Thread: [uml-devel] should there be os_clone() analogous to os_getpid() ?

Brought to you by: blaisorblade, derrichard, jdike, rusty

user-mode-linux-devel

[uml-devel] should there be os_clone() analogous to os_getpid() ?

From: John R. <jreiser@BitWagon.com> - 2007-12-09 04:24:55

In source file arch/um/os-Linux/process.c there is a warning:
-----
/* Don't use the glibc version, which caches the result in TLS. It misses some
 * syscalls, and also breaks with clone(), which does not unshare the TLS.
 */

int os_getpid(void)
-----

I see no os_clone(), yet the glibc clone() does the same caching of pid in
ThreadLocalStorage [TLS], and the TLS still may be shared.  If nobody reads
glibc's shared TLS slot for PID then an actual bug will be avoided.  However,
it is unsafe to leave such a tempting pitfall.  Also, if you are ptrace()ing
through a glibc clone(), then in many cases you will see syscall(__NR_getpid)
*from glibc* immediately following!  There is an "extra" getpid()
that the tracking logic might not expect.  So it seems to me that
there should be an os_clone() that refrains from fiddling with getpid.
[Unfortunately os_clone() is not so simple as os_getpid().]

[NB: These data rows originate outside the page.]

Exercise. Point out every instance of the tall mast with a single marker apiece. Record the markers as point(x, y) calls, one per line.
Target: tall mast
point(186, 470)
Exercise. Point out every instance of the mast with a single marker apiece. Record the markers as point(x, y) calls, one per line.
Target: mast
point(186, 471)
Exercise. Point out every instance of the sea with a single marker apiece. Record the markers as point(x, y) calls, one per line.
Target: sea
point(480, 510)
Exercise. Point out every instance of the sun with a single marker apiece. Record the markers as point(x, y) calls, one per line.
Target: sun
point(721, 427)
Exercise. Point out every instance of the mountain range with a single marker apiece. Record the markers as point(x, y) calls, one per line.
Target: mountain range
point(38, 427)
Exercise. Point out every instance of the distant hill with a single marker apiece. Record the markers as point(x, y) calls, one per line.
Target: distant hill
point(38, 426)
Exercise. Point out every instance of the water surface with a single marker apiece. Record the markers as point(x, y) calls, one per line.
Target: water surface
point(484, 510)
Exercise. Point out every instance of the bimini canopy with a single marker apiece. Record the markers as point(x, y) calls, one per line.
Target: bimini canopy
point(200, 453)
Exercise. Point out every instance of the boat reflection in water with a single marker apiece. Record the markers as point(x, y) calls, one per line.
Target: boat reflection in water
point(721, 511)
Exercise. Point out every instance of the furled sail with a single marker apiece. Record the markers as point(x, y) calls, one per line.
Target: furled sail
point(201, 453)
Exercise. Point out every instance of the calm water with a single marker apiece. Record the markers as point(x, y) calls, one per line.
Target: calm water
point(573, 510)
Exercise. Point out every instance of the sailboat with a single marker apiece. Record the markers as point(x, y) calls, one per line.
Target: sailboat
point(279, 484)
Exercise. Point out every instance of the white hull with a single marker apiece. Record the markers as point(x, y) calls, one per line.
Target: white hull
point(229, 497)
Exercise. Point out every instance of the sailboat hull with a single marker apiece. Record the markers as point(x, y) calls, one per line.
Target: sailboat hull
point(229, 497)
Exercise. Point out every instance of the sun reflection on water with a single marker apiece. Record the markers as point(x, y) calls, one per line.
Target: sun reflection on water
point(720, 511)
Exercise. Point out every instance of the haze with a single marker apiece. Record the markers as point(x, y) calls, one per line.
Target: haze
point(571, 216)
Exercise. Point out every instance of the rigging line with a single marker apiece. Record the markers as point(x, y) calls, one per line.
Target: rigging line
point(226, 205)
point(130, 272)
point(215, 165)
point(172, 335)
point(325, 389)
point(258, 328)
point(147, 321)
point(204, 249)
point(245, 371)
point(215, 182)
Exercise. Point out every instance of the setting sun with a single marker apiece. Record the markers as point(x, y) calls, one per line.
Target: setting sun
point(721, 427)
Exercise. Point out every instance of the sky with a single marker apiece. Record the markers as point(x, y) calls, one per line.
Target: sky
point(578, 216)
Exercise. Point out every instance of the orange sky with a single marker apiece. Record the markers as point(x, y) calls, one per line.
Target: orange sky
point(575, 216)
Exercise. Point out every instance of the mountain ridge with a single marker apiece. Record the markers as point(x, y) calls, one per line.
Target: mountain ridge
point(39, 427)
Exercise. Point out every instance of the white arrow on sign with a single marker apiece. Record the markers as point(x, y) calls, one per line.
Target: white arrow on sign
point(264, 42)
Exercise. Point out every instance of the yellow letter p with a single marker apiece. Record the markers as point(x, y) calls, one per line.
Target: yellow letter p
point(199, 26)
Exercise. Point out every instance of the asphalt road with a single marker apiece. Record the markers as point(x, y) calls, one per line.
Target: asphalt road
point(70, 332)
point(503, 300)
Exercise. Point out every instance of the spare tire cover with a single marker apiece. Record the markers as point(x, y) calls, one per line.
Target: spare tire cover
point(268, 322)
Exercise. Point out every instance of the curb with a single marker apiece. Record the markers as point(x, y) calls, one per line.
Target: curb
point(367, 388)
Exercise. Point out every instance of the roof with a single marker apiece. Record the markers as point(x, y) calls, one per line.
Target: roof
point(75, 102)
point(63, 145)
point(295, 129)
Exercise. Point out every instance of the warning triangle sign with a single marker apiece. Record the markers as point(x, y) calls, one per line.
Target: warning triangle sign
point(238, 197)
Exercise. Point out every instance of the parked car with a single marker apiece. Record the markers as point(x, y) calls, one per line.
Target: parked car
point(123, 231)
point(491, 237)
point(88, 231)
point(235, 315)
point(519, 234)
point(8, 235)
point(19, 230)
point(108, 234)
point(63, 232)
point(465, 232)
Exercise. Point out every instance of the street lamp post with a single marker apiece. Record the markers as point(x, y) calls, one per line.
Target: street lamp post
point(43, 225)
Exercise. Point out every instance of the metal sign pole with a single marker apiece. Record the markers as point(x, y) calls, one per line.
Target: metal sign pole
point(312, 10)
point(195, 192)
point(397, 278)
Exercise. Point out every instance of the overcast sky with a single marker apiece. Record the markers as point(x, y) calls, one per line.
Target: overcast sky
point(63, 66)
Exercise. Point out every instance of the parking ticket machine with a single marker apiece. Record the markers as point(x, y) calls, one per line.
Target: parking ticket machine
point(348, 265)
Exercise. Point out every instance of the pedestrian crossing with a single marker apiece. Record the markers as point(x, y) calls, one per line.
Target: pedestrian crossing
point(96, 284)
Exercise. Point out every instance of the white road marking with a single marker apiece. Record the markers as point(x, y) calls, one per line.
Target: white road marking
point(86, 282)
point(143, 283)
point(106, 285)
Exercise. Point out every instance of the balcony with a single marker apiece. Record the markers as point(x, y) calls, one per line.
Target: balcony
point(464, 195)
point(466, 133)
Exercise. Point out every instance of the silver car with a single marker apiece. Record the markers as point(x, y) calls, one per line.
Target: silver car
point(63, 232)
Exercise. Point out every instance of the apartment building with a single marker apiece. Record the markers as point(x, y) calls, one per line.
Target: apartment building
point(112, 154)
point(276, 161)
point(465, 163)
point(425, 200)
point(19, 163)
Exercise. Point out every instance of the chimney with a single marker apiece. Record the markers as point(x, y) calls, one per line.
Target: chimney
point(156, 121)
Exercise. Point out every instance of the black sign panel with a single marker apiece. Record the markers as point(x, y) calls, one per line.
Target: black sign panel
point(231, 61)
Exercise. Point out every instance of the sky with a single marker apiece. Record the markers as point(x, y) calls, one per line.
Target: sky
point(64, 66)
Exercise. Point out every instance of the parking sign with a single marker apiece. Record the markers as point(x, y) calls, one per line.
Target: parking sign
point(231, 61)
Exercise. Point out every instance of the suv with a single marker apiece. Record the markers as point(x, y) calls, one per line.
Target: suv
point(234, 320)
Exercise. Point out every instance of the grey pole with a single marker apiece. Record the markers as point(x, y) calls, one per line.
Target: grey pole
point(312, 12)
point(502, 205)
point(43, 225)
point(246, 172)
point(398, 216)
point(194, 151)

The clone() we're talking about here is _not_ the bare syscall:
-----
	_syscall5(int, clone, int, flags, void *, child_stack,
            int *, parent_tidptr, struct user_desc *, newtls,
            int *, child_tidptr)
-----
but rather the C-language interface:
-----
       int clone(int (*fn)(void *), void *child_stack,
                 int flags, void *arg, ...
                 /* pid_t *pid, struct user_desc *tls, pid_t *ctid */ );
-----
which is declared in arch/um/include/kern.h and referenced in
   arch/um/drivers/ubd_user.c
   arch/um/kernel/tt/tracer.c
   arch/um/os/tt.c
   arch/um/os/start_up.c
   arch/um/os/skas/process.c
This clone() is implemented by glibc, and at runtime lives in the shared
library /lib/libc.so.6.

Not only that, but some versions of glibc for x86 use "int $0x80" directly
only for the __NR_clone call.  They use "ENTER_KERNEL" for the getpid(),
which in some cases (such as Fedora 7 and 8, but not Ubuntu 7.04) expands to
"call *%gs:nnnnn" which points at "sysenter; ret".

-- 
John Reiser, jreiser@BitWagon.com

Re: [uml-devel] should there be os_clone() analogous to os_getpid() ?

From: Jeff D. <jd...@ad...> - 2007-12-09 15:11:05

On Sat, Dec 08, 2007 at 08:24:57PM -0800, John Reiser wrote:
>In source file arch/um/os-Linux/process.c there is a warning:
>-----
>/* Don't use the glibc version, which caches the result in TLS. It misses some
> * syscalls, and also breaks with clone(), which does not unshare the TLS.
> */
> 
>int os_getpid(void)

AFAIK, there are two reasons that we make sure we call the system call
getpid -
	when we're testing ptrace, we want getpid to result in exactly
one system call
	there was a brief bug in libc where getpid returned the wrong
answer due to caching across a clone

This bug did get into the wild, and people did try to run UML on such
systems, so that's why the code is careful about making the system call.

> I see no os_clone(), yet the glibc clone() does the same caching of pid in
> ThreadLocalStorage [TLS], and the TLS still may be shared.  If nobody reads
> glibc's shared TLS slot for PID then an actual bug will be avoided.  However,
> it is unsafe to leave such a tempting pitfall.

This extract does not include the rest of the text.